Image Analysis of Bubbling Mode Condensation Oscillations in Horizontal Sparger

Abstract

Pattern recognition based image analysis algorithm was developed for analyzation of bubbling mode condensation oscillations in horizontal spargers. Safety relief valve test rig SEF-POOL was filled with a heated up (85 oC) water. The high mass flux steam (180 kg/(m2s) was pushed through a horizontal sparger (16 mm). The SEF-INF2 experiment was recorded using a high-speed video camera with a frame rate of 2800 fps. An improved image processing and analysis procedure have been applied to the video material. A new algorithm can deal with multiple simultaneous bubbles that can disappear for a while during the condensation. Features of the oscillating bubbles, e.g. formation frequency, lifetime, surface velocity, and acceleration, have been evaluated. The evaluated properties of the bubbles were also applied to CFD simulations, where the algorithm was used to determine critical wavelengths in succession to establish the most suitable grid density for the simulations. The preliminary results look promising. A large frame rate (2800 fps) yields significant information about condensation oscillations.
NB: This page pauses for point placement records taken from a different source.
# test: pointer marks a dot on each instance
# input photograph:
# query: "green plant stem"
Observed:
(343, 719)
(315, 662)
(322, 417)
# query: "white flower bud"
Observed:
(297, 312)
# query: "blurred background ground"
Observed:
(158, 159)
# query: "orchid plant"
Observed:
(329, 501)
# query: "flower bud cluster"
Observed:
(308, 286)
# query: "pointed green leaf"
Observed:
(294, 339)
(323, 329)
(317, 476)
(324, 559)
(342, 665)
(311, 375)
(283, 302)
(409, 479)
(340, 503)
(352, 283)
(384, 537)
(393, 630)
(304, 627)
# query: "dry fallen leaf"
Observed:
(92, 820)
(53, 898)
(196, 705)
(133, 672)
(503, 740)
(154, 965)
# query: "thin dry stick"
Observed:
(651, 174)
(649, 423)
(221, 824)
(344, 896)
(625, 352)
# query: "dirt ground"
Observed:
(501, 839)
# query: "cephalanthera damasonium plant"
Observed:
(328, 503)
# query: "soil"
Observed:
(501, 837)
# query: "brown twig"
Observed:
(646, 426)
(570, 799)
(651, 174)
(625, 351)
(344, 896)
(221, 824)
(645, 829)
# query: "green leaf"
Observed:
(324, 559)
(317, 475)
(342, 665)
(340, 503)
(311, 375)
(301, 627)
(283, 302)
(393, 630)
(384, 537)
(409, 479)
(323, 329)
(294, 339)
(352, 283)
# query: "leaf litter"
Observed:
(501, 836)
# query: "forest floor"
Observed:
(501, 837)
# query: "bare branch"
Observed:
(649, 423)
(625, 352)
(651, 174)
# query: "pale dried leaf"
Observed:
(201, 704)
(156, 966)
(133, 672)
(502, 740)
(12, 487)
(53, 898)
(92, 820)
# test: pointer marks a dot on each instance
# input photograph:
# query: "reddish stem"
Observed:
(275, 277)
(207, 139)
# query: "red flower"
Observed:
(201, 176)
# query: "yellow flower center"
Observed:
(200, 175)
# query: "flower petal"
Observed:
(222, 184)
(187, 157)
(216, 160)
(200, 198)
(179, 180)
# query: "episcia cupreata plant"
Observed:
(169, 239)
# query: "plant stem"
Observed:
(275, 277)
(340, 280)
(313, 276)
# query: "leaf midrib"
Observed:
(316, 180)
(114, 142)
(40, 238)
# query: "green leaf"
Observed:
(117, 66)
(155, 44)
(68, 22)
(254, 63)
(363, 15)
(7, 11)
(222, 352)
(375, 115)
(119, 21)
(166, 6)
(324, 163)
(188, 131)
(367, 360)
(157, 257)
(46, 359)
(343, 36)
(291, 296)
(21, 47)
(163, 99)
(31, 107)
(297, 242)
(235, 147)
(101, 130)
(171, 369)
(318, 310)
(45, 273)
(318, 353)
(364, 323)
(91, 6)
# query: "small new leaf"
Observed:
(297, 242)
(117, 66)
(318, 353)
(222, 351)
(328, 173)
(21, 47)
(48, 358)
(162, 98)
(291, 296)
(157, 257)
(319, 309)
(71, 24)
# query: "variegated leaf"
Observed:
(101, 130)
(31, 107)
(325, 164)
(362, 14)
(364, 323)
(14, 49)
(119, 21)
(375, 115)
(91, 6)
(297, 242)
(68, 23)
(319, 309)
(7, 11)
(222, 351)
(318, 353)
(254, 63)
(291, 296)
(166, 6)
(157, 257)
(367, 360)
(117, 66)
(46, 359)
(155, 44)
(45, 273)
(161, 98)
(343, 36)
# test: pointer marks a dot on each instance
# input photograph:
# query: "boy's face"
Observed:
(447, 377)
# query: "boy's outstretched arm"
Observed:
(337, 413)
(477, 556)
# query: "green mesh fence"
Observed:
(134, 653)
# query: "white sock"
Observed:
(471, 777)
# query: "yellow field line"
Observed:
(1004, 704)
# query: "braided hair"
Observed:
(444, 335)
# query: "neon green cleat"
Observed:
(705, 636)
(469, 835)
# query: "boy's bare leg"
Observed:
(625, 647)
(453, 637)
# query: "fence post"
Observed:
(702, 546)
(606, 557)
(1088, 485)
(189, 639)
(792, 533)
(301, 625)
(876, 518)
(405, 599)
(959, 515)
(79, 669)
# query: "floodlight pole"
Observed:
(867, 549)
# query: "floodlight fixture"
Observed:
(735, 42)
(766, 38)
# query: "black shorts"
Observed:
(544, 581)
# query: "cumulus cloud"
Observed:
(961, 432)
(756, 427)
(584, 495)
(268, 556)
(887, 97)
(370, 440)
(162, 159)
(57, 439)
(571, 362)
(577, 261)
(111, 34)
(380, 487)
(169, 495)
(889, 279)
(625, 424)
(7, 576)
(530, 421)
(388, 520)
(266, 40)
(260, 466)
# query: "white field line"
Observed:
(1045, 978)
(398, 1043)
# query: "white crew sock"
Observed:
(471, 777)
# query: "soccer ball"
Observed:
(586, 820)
Consequently, the bubble properties and oscillations are captured better than before. The accuracy of the pattern recognition algorithm has also been increased. 67 bubbles were tracked. Bubble mean lifetime was 0.0247 s, mean time difference between bubble formations was 0.0140 s which corresponds to 71.6 Hz formation frequency. 2D surface velocities and accelerations can now be estimated in all angles, which makes image analysis an effective tool in validation efforts of interfacial area and heat transfer models for numerical.